Aulner, a nursing student who lives in Las Vegas, watched her sister battle cancer a second time. And in 2004 she made an appointment for a BRCA test. She paid about $500 out of her own pocket: If it came back positive, she didn't want her health insurance company to know.
It was a tense wait. Aulner remembers going on walks with her husband, Dwane, to talk about what they would do with a positive or a negative result. After about a week, she picked up the results at her OB-GYN's office. She took the sealed envelope into the parking lot and into her car, and opened it alone. Positive. She was facing up to an 80 percent chance of developing breast cancer during her lifetime.
"I'm a person of action," she says. "For me, it was very easy. Let's move forward."
She went back to her OB-GYN and asked what to do. "He basically said, 'I've never had anyone like you before,' and that was it," she recalls. "I had no guidance." She called several surgeons in Las Vegas, and none of them would consider performing a preventive mastectomy. She ended up having the surgery in New Orleans, at a practice that she found online.

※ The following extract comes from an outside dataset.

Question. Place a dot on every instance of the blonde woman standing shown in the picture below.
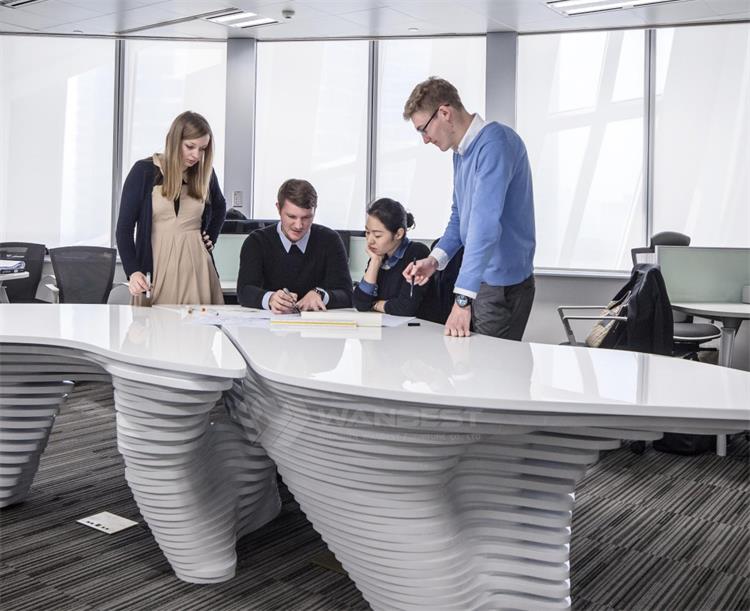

Aulner's sister had tried implants, but they became infected and she opted for prosthetic breasts. Aulner chose a DIEP (deep inferior epigastric perforator) flap reconstruction. In this surgery, breasts are reconstructed from the patient's own abdominal skin and fat. It took three operations, including one that took 12 hours and a five-day hospital recovery, but Aulner says it was worth it for what she hopes is "a permanent solution."

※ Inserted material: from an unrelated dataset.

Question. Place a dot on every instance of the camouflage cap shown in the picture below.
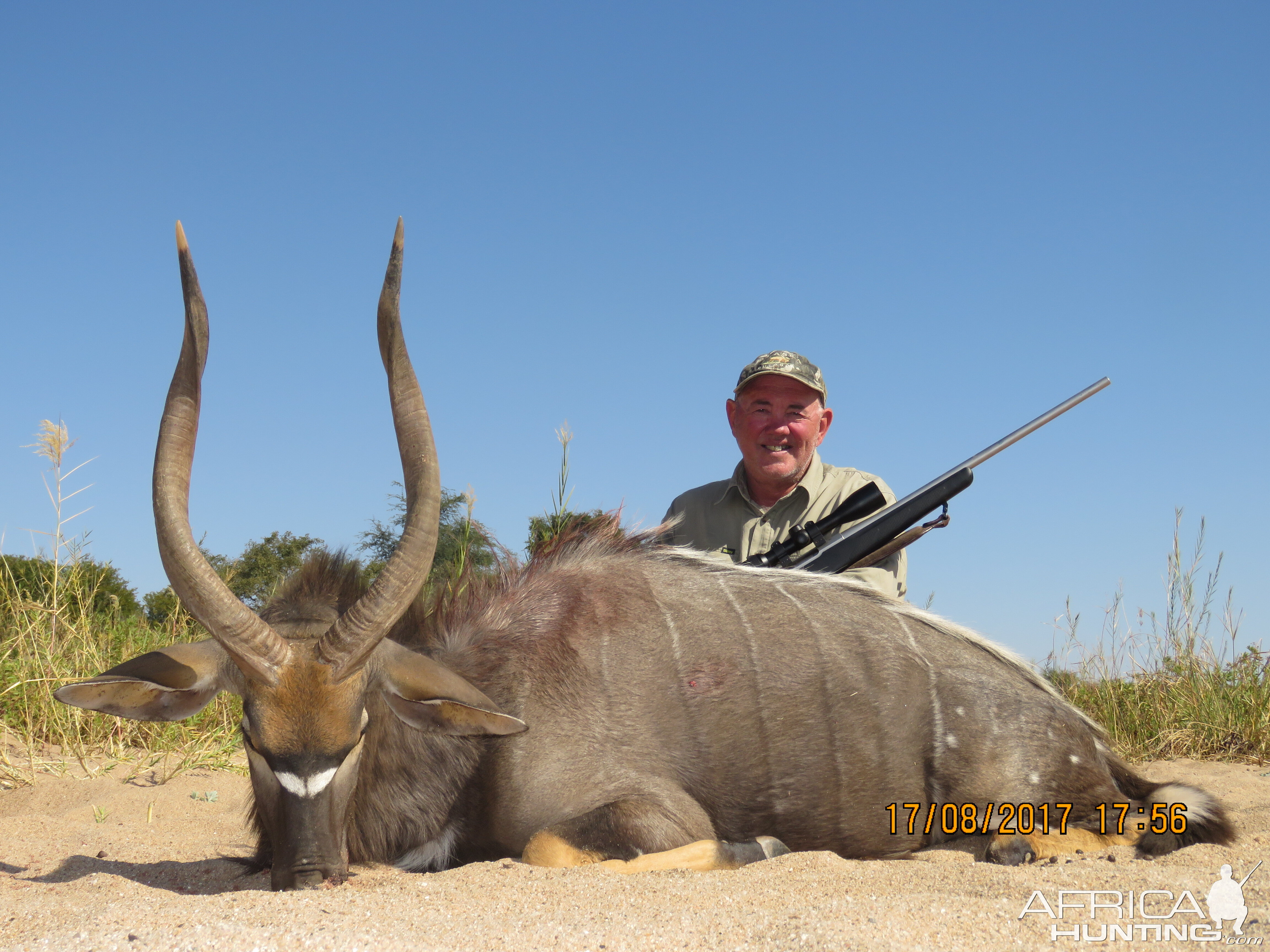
(788, 365)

Aulner's husband, parents and close friends were "totally on board" with her choice, she says. So was her sister, even though her own double mastectomy had not prevented her disease from recurring. Some acquaintances, however, were perplexed. A friend of a friend asked her, "Women don't die of breast cancer anymore, do they?"
* * *
They do. Kristine Hansen is almost certainly going to die of breast cancer.
In the past eight years, besides the double mastectomy, she has had her ovaries and her uterus taken out. When breast cancer spreads, it usually goes to the lungs, bones and liver: Hansen has three tumors in her liver and seven in her brain. She undergoes "maintenance chemotherapy" every other Monday, which will extend her life but not cure her disease. (She calls it "chemo lite.") She has half of her eyelashes and eyebrows and no hair on her head.

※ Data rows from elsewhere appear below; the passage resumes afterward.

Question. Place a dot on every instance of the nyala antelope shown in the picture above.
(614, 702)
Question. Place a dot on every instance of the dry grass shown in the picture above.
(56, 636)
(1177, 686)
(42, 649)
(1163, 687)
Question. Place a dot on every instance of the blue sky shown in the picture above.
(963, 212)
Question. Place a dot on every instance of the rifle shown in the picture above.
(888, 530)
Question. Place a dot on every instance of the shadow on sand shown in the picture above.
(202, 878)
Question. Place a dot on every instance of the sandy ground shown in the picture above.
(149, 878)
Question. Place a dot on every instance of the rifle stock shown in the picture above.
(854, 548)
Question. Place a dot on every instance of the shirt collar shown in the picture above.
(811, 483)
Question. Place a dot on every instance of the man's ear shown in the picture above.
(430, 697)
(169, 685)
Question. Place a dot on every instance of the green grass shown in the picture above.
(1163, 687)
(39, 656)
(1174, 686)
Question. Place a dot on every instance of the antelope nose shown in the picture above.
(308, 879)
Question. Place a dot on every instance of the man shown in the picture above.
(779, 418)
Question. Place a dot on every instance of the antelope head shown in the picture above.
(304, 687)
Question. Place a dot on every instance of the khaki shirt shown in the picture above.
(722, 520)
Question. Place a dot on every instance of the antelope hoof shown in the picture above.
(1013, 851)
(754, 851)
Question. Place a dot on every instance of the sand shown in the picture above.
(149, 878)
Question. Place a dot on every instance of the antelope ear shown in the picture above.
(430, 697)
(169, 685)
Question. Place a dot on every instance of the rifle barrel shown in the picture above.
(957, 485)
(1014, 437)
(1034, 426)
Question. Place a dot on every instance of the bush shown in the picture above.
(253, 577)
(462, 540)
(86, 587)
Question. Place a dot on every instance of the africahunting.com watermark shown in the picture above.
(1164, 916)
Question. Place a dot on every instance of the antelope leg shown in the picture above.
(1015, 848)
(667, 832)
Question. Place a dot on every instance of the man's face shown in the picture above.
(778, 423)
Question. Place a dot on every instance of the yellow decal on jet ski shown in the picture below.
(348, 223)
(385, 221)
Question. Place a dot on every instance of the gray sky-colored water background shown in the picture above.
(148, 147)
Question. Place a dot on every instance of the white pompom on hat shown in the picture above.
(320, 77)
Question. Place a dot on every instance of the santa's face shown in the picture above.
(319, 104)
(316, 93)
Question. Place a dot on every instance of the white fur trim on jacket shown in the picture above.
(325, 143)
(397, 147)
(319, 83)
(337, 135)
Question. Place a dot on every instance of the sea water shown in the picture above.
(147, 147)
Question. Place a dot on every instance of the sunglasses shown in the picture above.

During a phone interview one Wednesday afternoon, Hansen was low-key, recuperating from the chemo two days earlier. She was home folding laundry, not wearing her prosthetic breasts or a wig.
"I look like an 'it,' " she said. "I don't look like a girl."
But usually she stays upbeat and describes a rich life. Since her diagnosis, she and her husband have visited France and Italy; she hopes to go to Spain and Portugal next. For her birthday two years ago, her family gave her a Volkswagen Beetle. "I don't want to die driving a minivan," she says.
Aulner flies out to see her sister as often as she can. They always schedule visits for "the good weeks," weeks that Hansen hasn't had chemotherapy. Hansen, who says she likes "girly" clothes and has a wardrobe of 15 wigs, likes to shop at BCBG. Aulner and Hansen's kids trail along, stopping for ice cream.
Three years after her genetic testing, Aulner decided there was one more cancer risk she could eliminate. She had learned that, according to the National Cancer Institute, a women with an altered BRCA1 or BRCA2 gene has a 16 to 60 percent lifetime risk of getting ovarian cancer, compared with 1.7 percent for the general population.
Aulner went to her doctor and asked him to remove her ovaries. She had the operation in December 2007.